Authored by abrachet on Aug 10 2019, 11:21 PM.

Details

Summary

Micro patch to add ability to modify the files header

Diff Detail

Event Timeline

abrachet created this revision.Aug 10 2019, 11:21 PM
Herald added a project: Restricted Project. · View Herald TranscriptAug 10 2019, 11:21 PM

I think you need to be careful that you any methods in ELFObjectFile etc that query the header return the updated value. For example, I see there's a getStartAddress function, which returns the value of e_entry. If you change e_entry, you'll want this to return the updated value, I think.

abrachet updated this revision to Diff 215533.Aug 15 2019, 8:16 PM

Made a virtual getHeader method in ELFObjectFile

I'm concerned with the getHeader() call changes in ELFObjectFile, mostly because again it's introducing a very obvious point of failure. What if somebody added a new piece of functionality to the base class to get another piece of data from the header? There's a good change they'll call EF.getHeader(). Say the new function is called getFoo(): if another user then decides they want to call getFoo() on a MutableELFObject, then they'll end up using the unmodified header rather than the modified one, which could cause surprising bugs. I don't have an obvious answer to this, but I'm beginning to wonder if we should be using a different style of inheritance, one that only makes the functions available that we know to be safe from a MutableELFObject's point of view. This might be something like private inheritance. I'm not sure though, as it would mean providing shim functions to re-publicise the "safe" functions we care about. What are your thoughts?

llvm/include/llvm/Object/MutableELFObject.h
356

Why do you need both this and getHeader()?

357

Rename this to getHeader() to ensure sensible function overloading, and have it return a pointer to the header, like the other version.

abrachet updated this revision to Diff 216047.Aug 19 2019, 7:59 PM

Change getHeader() to return a reference not pointer.

abrachet marked 3 inline comments as done.Aug 19 2019, 8:00 PM

I'm concerned with the getHeader() call changes in ELFObjectFile, mostly because again it's introducing a very obvious point of failure. What if somebody added a new piece of functionality to the base class to get another piece of data from the header? There's a good change they'll call EF.getHeader(). Say the new function is called getFoo(): if another user then decides they want to call getFoo() on a MutableELFObject, then they'll end up using the unmodified header rather than the modified one, which could cause surprising bugs. I don't have an obvious answer to this, but I'm beginning to wonder if we should be using a different style of inheritance, one that only makes the functions available that we know to be safe from a MutableELFObject's point of view. This might be something like private inheritance. I'm not sure though, as it would mean providing shim functions to re-publicise the "safe" functions we care about. What are your thoughts?

Hmm that's a lot to think about. I don't love private inheritance because I think it would end up being a lot of boiler plate for the methods that are fine either way, I think.
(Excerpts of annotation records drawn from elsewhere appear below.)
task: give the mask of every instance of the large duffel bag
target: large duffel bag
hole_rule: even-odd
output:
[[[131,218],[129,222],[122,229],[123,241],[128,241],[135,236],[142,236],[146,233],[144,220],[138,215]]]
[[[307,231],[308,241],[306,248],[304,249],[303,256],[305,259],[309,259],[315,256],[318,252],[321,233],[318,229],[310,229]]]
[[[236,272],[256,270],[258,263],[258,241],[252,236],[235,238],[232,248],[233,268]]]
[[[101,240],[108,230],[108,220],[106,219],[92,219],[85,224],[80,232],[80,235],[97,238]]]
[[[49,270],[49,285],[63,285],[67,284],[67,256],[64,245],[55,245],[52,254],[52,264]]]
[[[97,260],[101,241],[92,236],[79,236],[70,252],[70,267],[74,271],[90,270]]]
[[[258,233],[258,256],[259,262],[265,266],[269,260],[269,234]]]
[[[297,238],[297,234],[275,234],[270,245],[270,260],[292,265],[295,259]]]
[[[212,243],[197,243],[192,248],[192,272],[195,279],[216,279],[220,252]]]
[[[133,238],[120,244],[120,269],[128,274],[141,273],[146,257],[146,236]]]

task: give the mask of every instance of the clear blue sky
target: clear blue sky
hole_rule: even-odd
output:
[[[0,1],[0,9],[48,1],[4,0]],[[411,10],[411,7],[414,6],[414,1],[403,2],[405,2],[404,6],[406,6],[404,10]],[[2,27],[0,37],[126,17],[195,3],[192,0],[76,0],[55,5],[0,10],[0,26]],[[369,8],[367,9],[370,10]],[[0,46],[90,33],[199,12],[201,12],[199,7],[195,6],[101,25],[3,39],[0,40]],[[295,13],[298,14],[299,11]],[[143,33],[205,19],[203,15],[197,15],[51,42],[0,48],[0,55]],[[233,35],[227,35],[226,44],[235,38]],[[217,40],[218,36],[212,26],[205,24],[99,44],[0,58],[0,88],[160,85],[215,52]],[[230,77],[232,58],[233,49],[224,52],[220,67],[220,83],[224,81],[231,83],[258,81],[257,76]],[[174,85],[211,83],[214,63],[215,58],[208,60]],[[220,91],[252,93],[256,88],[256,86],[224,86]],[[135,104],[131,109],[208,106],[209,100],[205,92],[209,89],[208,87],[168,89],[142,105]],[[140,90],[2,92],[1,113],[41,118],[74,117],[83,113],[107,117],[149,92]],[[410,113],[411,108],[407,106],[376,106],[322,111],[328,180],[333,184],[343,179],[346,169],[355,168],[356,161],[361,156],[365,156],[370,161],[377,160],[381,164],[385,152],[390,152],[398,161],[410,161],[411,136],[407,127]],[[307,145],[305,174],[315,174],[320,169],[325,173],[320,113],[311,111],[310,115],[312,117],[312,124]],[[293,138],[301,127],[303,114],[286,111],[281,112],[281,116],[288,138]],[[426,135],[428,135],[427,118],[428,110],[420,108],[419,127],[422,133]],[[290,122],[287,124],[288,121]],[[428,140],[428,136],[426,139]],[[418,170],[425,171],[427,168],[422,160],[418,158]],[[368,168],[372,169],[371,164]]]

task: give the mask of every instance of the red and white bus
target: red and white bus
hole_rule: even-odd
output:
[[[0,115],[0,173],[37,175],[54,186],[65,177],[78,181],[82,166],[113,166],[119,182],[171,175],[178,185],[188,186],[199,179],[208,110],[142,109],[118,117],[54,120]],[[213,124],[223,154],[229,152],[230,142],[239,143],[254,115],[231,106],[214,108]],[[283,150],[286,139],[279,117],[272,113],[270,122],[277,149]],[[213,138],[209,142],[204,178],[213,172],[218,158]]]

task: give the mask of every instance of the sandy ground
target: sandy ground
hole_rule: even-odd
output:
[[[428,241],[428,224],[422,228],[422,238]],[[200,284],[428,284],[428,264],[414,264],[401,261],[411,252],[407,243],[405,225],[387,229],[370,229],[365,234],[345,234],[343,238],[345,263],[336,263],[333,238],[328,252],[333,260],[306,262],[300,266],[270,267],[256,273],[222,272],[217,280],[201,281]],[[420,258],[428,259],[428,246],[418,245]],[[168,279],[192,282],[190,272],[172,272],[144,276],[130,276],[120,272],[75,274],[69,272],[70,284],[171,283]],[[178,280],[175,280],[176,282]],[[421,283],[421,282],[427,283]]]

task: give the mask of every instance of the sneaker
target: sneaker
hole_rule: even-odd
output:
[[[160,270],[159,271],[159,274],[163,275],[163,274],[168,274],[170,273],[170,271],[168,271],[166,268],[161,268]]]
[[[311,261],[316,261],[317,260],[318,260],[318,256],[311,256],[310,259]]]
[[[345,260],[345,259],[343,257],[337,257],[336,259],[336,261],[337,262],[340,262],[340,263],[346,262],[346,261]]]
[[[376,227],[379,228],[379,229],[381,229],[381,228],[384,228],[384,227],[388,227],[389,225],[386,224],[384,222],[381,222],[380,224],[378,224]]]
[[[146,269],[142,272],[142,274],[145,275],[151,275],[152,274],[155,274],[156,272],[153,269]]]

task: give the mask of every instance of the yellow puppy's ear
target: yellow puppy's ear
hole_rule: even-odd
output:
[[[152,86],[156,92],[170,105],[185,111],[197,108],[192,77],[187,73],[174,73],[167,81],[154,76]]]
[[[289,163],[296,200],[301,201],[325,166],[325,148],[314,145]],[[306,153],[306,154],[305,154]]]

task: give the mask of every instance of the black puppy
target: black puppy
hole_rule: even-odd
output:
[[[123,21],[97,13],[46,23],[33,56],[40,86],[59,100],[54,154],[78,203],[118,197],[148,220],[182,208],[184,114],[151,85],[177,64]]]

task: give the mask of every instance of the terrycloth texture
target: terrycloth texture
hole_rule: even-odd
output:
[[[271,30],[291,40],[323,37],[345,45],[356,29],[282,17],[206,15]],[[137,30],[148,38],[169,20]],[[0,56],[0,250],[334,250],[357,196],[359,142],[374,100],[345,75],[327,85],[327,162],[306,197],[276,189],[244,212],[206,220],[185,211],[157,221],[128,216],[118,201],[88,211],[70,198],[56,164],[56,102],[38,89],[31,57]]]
Certainly it's true that EF.getHeader() would be gravitated towards for future changes. I think if a getFoo() is added and its something that MutableELFObject would want, then either way there needs to be a change either to use getHeader not EF.getHeader() or add getFoo() in MutableELFObject. Of course there's a difference because the bug couldn't exist if getFoo() isn't available.

You would know more about maintaining something like this so I'll go with whatever you (or others) have to say.

llvm/include/llvm/Object/MutableELFObject.h
357

I have moved to have a separate getMutableHeader that returns a mutable reference.

MaskRay added inline comments.Aug 19 2019, 10:58 PM
llvm/include/llvm/Object/MutableELFObject.h
91

If you use size_t in D64281, you shouldn't need the diff here.

Did you forget to rebase on latest Part 1,2,3?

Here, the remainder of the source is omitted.